Pictureless blogging continues! An update from yesterday's technology debacle: I took my computer to the doctor and she is in fact suffering from an internal problem. Farewell, my dreams of simple cord replacement! They are diagnosing her right now and I should have a report back soon. Deep breaths over here. A week without my shiny red friend isn't the end of the world. Right?
Despite being an average day of working from the home office, attending to deadlines and such, today's already featured some dramatic moments, all by 3 p.m.
First, I looked out my office window this morning to see a strange man in uniform standing over our car. What is he...? Surely he's not...? Writing us a ticket?! Given that my morning telecommute uniform consists of braless pajamas and the chances of me having unearthed a hoodie from the contractor-bagged "clothes room" at this point in the moving process are beyond nil, I was unable to burst out of the house to confront him immediately. Thirty seconds later, though, I'm in jeans and a t-shirt, run outside to politely ask WTF, and see him nowhere. The ticket on our car says "No Permit Displayed. No Zone 6 Permit." Guess where the ticket was placed underneath the windshield wipers? Right over our Residential Zone 6 Permit. Now guess who jumped in said vehicle and tore off in pursuit of the idiotic officer? This girl. With a bra on, I can do anything, apparently. I drove for a good ten minutes on every street around, but no luck. Please pause to imagine the creativity with which I worded my contested ticket form.

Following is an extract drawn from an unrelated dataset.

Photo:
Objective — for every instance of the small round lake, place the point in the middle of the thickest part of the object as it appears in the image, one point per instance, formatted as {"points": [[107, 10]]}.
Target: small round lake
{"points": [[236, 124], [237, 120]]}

I rode my adrenaline high through a final edit and into a restorative errand-running work break with my new neighbor Nole (have I not yet mentioned that one of the best things about my new neighborhood is that this gal lives a ten-minute walk away?! We are loving it!). Shortly after submitting a huge document (me) and dealing with a server problem (her), we telecommuters did a little neighborhood grocery, plant, and paint-shopping to get some fresh air and sunshine. And there, in the neighborhood paint store where I've already spent a pretty penny since moving to the 'hood, stood something I'd never before seen behind that counter: a woman.
Words cannot describe the level of helpfullness this woman embodied. We discussed colors, we discussed projects, we spoke the same language. I relayed to her my dismay at being the owner of five pints of color that are now useless because the colors were rejects, and she looked at me and said, "I understand." Magic words, those words. She understands.
Then she apologized that the actual sample sizes of paint were no longer carried by the store, but said she'd be happy to sell me one if they still had the color I needed in stock. She whipped out a handy spreadsheet and discovered that how about that, Olive Branch is indeed a color sample that they still have on hand! So she sold it to me. For $3.
Keep in mind that after countless trips to this store asking for color samples, the Men at Work have never once told me about these samples or bothered to look at a spreadsheet. I've gone home with a pint of $7 paint each time. Five times. And been the subject of much eye-rolling.
But the Most Helpful Saleswoman Of All Time understands my dilemma. She gets me. She doesn't want me to continue wasting paint and money.
Men at Work at Ye Olde Neighborhood Paint Shoppe: be warned. I have received good service, and I just might not go back to the ways of the past.
Even better: the sample of Olive Branch is looking pretty good on the dining room walls right now. Alongside a lineup of several other colors that I now own against my will.
Neighborhood paint swap, anyone? Bueller?